The Frye Hotel was the last of George Frye’s many accomplishments. Arriving in Seattle in 1853, the 20-year-old German immigrant helped Henry Yesler assemble his steam sawmill and quickly became a favorite of Arthur and Mary Denny and later also of their daughter. Louisa had just turned 17 when George married her in 1860. Together they had six children and many businesses, and Louisa was very much a partner in both. The children recalled how their father would never make a major business decision without the review and approval of their mother.

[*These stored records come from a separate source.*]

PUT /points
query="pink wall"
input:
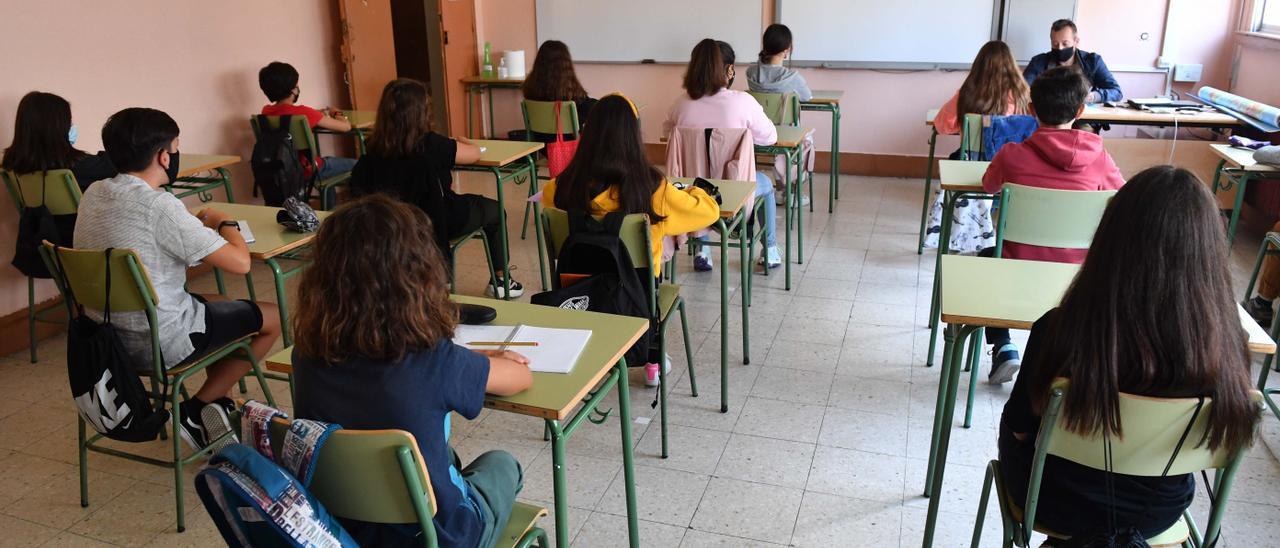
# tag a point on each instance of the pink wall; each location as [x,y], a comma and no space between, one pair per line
[196,60]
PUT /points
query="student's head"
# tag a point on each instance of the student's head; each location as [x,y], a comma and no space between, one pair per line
[552,77]
[1152,309]
[142,142]
[609,154]
[709,71]
[992,81]
[383,290]
[1057,96]
[42,135]
[777,41]
[279,81]
[403,118]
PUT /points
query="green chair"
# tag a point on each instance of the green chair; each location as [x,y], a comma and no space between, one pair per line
[1153,432]
[81,275]
[305,141]
[379,476]
[663,297]
[58,191]
[1040,217]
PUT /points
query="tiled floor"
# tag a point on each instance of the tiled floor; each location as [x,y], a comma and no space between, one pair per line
[824,442]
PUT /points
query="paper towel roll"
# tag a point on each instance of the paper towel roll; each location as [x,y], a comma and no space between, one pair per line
[515,60]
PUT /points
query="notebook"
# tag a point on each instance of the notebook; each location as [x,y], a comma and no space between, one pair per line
[557,350]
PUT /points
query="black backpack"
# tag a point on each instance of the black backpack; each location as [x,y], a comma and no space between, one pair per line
[612,284]
[105,386]
[277,172]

These partners ran the first meat market in Seattle, opened a bakery, raised the city’s first distinguished stage, the Frye Opera House. George Frye also organized the community's first brass band, built and managed at least three hotels, and invested in real estate, all with great success.

For four years beginning in 1870, George Frye was also first purser and then captain of the Puget Sound steamer J.B. Libby when it had the federal contract to deliver mail to Whidbey Island and other points north.

Typically, the Fryes formed their own contracting company to build their grandest hotel and George, entering his late 70s, managed the construction. A little more than a year after the hotel’s grand spring opening in 1911, George F. Frye died. His widow, of course, continued to manage the Louisa C. Frye Hotel. George had named it for her.

Although built near the train depots to the south the commercial heart of the city was already moving north from Pioneer Square when the Frye Hotel was opened.

In the early 1970s, the hotel was converted into low-income apartments. Most recently the Low Income Housing Institute (LIHI) has purchased the hotel, restored the marble grandeur of its main floor, strengthened it against earthquakes, and repainted and reappointed its 234 units.


Sources:

Paul Dorpat, "Now & Then," The Seattle Times, Northwest Magazine, July 2, 2000; Walt Crowley with Paul Dorpat (Photography Editor), National Trust Guide: Seattle (New York: John Wiley & Son, Inc., 1998), 45.